The Eastern New Mexico News - Serving Clovis, Portales and the Surrounding Communities

By David Grieder
Staff writer 

Race is on - again - for racino

Clovis, Tucumcari expected to file license applications.

 


CLOVIS — As the state starts accepting applications for its sixth racino license, eastern New Mexico is poised to have at least two horses in the race.

Projects proposed for Tucumcari and Clovis will be among those competing for the state’s last available racino license, with a timeline to be announced Monday and an award selection expected by the end of 2018.

New Mexico Racing Commission Executive Director Izzy Trejo said the decision to solicit new applications came out of recent interest from “a handful of different entities,” though he declined to get into specifics.

“There’s been a lot of interest,” he said on Friday, noting it was still “a tough thing to gauge” until applications actually arrive.

On Clovis’ east side, Laguna Development Corp. and Miller Companies have joint designs for the “Curry Downs Racetrack and Casino.”

Plans are described in a website established three years ago, after LDC completed a market study finding the location to have “a high probability for success,” according to its chief of sales and marketing.

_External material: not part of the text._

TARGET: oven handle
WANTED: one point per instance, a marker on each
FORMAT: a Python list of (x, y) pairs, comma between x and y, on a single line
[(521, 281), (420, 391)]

“According to the market study at that time, there’s a real desire amongst a good percentage of the population that live there for some other types of entertainment, whether it’s horse racing, off-track betting, restaurants, casino, or a lounge of some kind,” Skip Sayre told The News. “And a high percentage of business would come out of Texas.”

Warren Frost represents the Quay County Gaming Authority, a group promoting a race track for the area for more than a decade. Frost’s group applied for a racino license in 2008, but lost out to Raton, although that project folded from lack of finances. The QCGA has since combined with the Tucumcari/Quay County Economic Development Corporation, also representing San Jon and Logan.

“(B)asically the last eight years, we’ve been hoping that the Racing Commission would make a determination to open this up again,” Frost said last week. “Now that they’ve done that we’re excited and ready to go.”

Quay County’s vision is for a racetrack and casino on a location by Interstate 40 and Route 66.

“The only place (another New Mexico) track makes sense is along the Texas border,” Frost said. “So we’re certainly optimistic. We think the only competition we’re going to have is Clovis.”

Both Sayre and Frost said they were confident of the financing for their projects, a concern stressed by Trejo after the collapse of the Raton project from lack of funds.

Whatever entity is awarded, the ensuing racetrack would be subject to an annual review and required to conduct at least 17 days of racing annually.

Frost said the new license is “going to be a great economic boon for the state regardless of where it goes,” and estimated that “over the last 10 years the state has been losing at least $10 million a year in revenue sharing,” from the lack of a sixth active racino license.

Even so, he emphasized its particular advantage for a smaller community.

“Tucumcari really needs some kind of economic development,” he said.

Sayre declined to name any of the stakeholders in the Clovis land being considered by LDC or to describe its specific location. But state Rep. Randal Crowder said he has a stake of less than 50 percent in a property at Seventh and Norris streets, which LDC had previously confirmed was a potential site for a racino.

Crowder acknowledged he might get a percentage of revenue generated from the land, but said he had no interest in seeing it turned into a racetrack.

“I’d be real sad (if that happened.) I don’t believe that there’s a net benefit to a community from that,” Crowder said. “I believe that the negatives that come along with gambling and racetracks outweigh the good.”